“Nothing,” Ava muttered.
Mackenzie tugged on the handle of a drawer and found that it was locked. She crouched in front of it, fiddling with the pick.
“This one’s tricky,” she muttered, shaking the shim in frustration.
Outside the door, someone whistled the melody to “Low Rider” off-key. The girls froze. A set of keys jingled musically, and something scraped in the keyhole.
Ava’s eyes widened in the dark. “We have to get out of here.”
“I’ve almost got it!” Mac jiggled the pick one more time, and the drawer slid open.
The doorknob on the door jerked back and forth without turning. The keys jingled again as someone looked for the right one. Ava dug her fingernails in Mac’s arm. “Come on!”
“Look,” Mac murmured.
The drawer had all the contraband from the past year inside. A Nintendo DS sat atop a comic book. A pearl-handled penknife, a Zippo, and a little silver flask were next to it. Ava dug through it, an anguished expression on her face.
“There’s nothing here,” she mumbled. “Nothing even remotely suspicious.”
There was another rasping sound in the keyhole. Mackenzie jerked Ava away by the back of her shirt and ducked under the office desk just as the door swung open.
Randy, the school’s hippie janitor, stood in the doorway. His head was cocked, and he looked around as though he could sense someone was there.
Mac pressed her lips together, trying not to breathe. Her heart pounded fast in her chest. What was he doing here so late at night? If Randy caught them here, digging around in Granger’s office, he would tell Granger for sure. And then Granger would tell the cops.
Slowly, Randy walked toward the office. His footsteps thudded against the floor. His whistling had stopped. Mac couldn’t see him, but she sensed he was standing in the doorway. She closed her eyes and tried not to move. Ava clutched her hand tightly. Mac was almost positive she could hear Randy holding his breath, assessing the situation.
But then he breathed out. She sensed him turn, and the footsteps started up again. There was the metallic clang of a trash can knocking against the big trash bin he pushed around school. Moments later, there were more footsteps, and the door eased shut.

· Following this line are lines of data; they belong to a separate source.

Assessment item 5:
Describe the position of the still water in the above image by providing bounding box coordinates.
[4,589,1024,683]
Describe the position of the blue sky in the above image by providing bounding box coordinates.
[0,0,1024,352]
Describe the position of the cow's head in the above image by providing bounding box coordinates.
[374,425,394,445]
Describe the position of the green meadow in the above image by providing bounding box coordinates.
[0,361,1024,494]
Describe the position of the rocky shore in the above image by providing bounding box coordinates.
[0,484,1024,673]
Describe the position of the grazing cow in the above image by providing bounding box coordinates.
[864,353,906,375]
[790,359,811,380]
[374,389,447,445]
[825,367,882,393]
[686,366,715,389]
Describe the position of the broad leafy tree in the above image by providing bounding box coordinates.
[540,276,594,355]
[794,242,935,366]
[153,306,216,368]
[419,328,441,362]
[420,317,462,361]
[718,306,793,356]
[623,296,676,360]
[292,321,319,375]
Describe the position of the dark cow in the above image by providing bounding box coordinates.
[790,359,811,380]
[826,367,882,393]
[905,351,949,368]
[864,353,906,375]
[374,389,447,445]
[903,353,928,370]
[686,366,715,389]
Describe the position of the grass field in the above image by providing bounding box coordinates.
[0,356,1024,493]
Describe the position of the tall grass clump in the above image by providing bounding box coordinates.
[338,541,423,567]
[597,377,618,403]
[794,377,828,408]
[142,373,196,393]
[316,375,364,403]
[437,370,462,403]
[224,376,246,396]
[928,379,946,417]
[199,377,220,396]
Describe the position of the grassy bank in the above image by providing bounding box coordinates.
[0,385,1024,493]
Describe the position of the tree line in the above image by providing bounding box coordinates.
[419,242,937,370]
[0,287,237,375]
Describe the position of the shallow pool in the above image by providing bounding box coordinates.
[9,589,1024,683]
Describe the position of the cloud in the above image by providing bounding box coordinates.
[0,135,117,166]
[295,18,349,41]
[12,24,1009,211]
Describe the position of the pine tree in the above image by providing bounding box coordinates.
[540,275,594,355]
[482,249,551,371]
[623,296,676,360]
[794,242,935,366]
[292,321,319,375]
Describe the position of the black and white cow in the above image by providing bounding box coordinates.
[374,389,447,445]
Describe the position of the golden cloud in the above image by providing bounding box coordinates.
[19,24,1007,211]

Slowly, Mac stood and stared at the empty classroom before them. As soon as she knew it was safe, she darted toward the door, eager to get the hell out of there. That had been close—too close. With the cops already onto them, one wrong move could be the end of everything they’d all worked so hard for—graduation, college, Juilliard. One wrong move and their perfect lives would be over.
CHAPTER NINETEEN
SATURDAY MORNING, PARKER SAT IN Elliot’s office, her hands gripping her knees. The room smelled faintly of a cinnamon candle, and a New Age song heavy on the wind chimes and didgeridoo tinkled faintly out of hidden speakers. The therapist offered Parker a gentle smile from across the room.
“So,” he said, “how has this week been?”
“Trying,” Parker admitted.
“Can you tell me why?”
Parker shut her eyes. “There have been a lot of police at school. It’s awful.”
“Have any of them spoken to you?”
She tensed. “Why would they talk to me?”
Elliot held up two palms. “I assumed police officers talk to everyone in a case like this.”
Parker let her hair fall around her damaged face and twisted her mouth. Way to go, idiot, she thought. Way to make yourself look super guilty. Why don’t you just confess what you did?
She cleared her throat. Elliot was sitting across from her so patiently. She almost felt like she could tell him everything. She needed someone to listen, and she wanted it to be him. But then she thought of the other girls. They’d vowed to keep their secret.
“The police did talk to me, yes,” she mumbled.
Elliot tented his fingers together. “Did they ask you about your relationship with Nolan?”
Parker raised one shoulder. “Actually, they didn’t.” The detective had gone through each girl’s motives one by one, but he’d barely looked at Parker. “Maybe he felt sorry for me,” she muttered. For all she knew, he remembered her from when her dad was arrested.
Elliot crossed his legs and leaned forward. “Did you want him to ask you about Nolan?”
“No,” Parker said quickly. But then she glanced at the ceiling. “Maybe.”
“Is that because you want them to know what he did? That he was kind of responsible?”
Parker peeked at him. Tears began to fill her eyes, thinking how Nolan wouldn’t even look at her when she’d returned to school after her time in the hospital.
“I just wish he would have said he was sorry,” she said. “We wouldn’t have been friends after that, but I could have let it go.”
Elliot nodded thoughtfully. “Have you ever considered forgiving Nolan?”